The End of America As We Know It: Part 2

Twilights Last Gleaming?
Author

In only a matter of months, tens of millions of Americans have seen their investments, retirements, life savings, home values, and employment decimated, or even evaporate completely before their eyes. Some are expecting that the worst is yet to come.

Welcome to 2009

To many, our summary last month may have appeared a bit overstated. However, available data have only gotten worse:

• U.S. housing starts fell a further 15.5% in December to 550,000, the lowest on record.

• U.S. industrial production fell a further 2.2% in December, to a 7.8% year-over-year decline.

• European industrial orders (a leading indicator of industrial production) are down 26% year-over-year, the largest decline on record.

• Japanese exports plunged 35% in December.

• Global steel production was reported to be down 24% in December.

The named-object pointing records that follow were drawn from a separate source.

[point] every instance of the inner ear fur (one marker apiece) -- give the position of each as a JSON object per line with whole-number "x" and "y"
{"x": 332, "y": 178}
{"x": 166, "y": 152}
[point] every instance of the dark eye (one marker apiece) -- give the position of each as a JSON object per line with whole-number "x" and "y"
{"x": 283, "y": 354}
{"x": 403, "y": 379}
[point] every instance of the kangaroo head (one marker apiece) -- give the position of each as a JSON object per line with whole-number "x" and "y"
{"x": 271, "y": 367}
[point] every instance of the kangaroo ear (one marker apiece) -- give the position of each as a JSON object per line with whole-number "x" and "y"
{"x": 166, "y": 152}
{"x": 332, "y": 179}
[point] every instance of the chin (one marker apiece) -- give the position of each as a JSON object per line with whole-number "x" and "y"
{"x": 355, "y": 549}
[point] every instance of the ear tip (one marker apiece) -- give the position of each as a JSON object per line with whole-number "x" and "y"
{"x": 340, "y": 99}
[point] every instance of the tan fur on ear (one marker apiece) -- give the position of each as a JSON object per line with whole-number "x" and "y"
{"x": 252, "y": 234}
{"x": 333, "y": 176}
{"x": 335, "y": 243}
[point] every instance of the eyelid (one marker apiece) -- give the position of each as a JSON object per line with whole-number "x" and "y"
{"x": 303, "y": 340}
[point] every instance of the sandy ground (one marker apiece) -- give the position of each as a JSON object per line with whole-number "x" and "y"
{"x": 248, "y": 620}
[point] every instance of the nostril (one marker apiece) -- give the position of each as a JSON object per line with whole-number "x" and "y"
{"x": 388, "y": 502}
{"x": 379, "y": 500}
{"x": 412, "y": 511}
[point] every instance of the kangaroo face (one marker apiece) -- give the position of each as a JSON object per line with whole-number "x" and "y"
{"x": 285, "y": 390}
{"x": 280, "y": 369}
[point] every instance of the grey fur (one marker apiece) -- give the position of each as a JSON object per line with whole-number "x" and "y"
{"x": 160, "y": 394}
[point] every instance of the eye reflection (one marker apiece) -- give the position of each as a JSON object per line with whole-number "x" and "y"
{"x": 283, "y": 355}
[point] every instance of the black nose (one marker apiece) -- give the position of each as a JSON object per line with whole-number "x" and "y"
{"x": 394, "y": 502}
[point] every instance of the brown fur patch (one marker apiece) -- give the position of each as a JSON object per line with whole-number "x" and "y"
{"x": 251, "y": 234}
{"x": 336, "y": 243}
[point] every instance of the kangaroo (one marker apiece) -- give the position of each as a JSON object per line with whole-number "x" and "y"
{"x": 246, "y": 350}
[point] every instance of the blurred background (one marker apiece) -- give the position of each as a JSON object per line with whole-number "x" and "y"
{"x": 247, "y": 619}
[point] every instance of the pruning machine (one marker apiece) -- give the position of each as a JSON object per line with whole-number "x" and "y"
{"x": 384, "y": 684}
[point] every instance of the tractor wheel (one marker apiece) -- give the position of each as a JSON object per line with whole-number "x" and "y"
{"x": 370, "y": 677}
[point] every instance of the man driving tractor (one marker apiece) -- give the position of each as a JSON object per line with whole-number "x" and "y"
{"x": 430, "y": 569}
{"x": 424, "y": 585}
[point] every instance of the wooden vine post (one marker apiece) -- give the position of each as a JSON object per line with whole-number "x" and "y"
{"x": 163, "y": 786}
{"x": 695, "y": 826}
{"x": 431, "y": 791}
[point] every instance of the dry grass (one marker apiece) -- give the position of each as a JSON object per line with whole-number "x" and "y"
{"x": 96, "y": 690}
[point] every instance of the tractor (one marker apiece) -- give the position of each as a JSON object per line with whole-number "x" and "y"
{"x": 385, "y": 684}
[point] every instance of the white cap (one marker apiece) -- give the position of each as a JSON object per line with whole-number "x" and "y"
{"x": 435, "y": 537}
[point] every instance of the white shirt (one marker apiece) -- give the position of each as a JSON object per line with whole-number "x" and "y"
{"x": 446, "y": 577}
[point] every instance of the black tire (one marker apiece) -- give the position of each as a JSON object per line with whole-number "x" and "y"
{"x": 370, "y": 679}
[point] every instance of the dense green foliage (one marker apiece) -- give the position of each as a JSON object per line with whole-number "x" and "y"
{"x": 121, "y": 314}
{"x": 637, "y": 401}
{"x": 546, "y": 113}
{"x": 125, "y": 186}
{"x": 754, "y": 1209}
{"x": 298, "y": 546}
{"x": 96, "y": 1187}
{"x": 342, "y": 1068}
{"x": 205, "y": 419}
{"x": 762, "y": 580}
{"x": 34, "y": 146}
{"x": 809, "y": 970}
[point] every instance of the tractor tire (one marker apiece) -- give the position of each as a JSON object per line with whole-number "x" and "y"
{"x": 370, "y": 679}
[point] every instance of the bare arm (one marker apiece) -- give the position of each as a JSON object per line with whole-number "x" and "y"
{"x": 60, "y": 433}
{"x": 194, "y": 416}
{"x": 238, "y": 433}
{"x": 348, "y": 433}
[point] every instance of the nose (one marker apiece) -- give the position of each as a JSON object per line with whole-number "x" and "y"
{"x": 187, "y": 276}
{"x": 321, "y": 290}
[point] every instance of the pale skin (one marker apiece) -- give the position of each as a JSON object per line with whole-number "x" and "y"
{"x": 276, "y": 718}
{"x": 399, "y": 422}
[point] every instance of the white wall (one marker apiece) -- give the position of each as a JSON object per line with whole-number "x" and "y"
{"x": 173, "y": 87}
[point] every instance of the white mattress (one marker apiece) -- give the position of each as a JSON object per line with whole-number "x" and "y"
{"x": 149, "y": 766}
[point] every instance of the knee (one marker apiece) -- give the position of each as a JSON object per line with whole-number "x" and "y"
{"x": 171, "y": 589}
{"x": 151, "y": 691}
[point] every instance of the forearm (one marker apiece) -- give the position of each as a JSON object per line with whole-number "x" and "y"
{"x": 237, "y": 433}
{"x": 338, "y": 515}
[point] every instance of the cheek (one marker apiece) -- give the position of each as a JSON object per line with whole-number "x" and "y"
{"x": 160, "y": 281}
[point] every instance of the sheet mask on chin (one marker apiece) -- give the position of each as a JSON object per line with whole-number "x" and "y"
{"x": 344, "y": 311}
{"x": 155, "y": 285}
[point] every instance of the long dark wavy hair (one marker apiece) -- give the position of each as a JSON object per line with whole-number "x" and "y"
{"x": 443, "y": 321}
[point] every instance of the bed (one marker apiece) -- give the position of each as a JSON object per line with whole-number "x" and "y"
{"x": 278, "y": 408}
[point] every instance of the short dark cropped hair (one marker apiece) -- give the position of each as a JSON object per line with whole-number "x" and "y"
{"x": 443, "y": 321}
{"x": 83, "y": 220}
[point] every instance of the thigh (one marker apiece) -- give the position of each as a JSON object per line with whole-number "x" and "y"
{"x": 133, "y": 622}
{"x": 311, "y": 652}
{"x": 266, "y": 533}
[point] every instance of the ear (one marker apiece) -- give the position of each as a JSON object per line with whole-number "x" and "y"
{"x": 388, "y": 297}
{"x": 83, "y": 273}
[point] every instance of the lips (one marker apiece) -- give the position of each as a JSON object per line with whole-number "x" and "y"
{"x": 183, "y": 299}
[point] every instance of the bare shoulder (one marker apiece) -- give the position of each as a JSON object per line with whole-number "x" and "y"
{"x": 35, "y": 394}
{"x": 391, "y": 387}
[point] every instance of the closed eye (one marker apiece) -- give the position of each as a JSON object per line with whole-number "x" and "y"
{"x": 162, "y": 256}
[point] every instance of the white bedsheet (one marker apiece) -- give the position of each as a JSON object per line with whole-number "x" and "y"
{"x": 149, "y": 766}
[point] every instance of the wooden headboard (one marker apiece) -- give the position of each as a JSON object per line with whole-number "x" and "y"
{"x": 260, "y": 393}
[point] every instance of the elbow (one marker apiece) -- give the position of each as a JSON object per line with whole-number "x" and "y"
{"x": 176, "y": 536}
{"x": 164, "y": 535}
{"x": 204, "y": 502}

All over the world, dramatic rates of decline in economic activity are being reported.

The shocking figure of $700 trillion in derivatives exposure in our previous report may have appeared fanciful. The latest reports estimate that this figure may be over $1,144 trillion! The proposed stimulus packages are simply pork and election paybacks…Paul Volker, former Chairman of the Fed, recently expressed his concerns as follows:1

The economic slump has begun to metastasize after a shocking collapse in output over the past two months, threatening to overwhelm the incoming Obama administration… What this crisis reveals is a broken financial system like no other in my lifetime. Normal monetary policy is not able to get money flowing. There has been leveraging in the economy beyond imagination…The trouble is, even with all the government intervention, the market is not moving again.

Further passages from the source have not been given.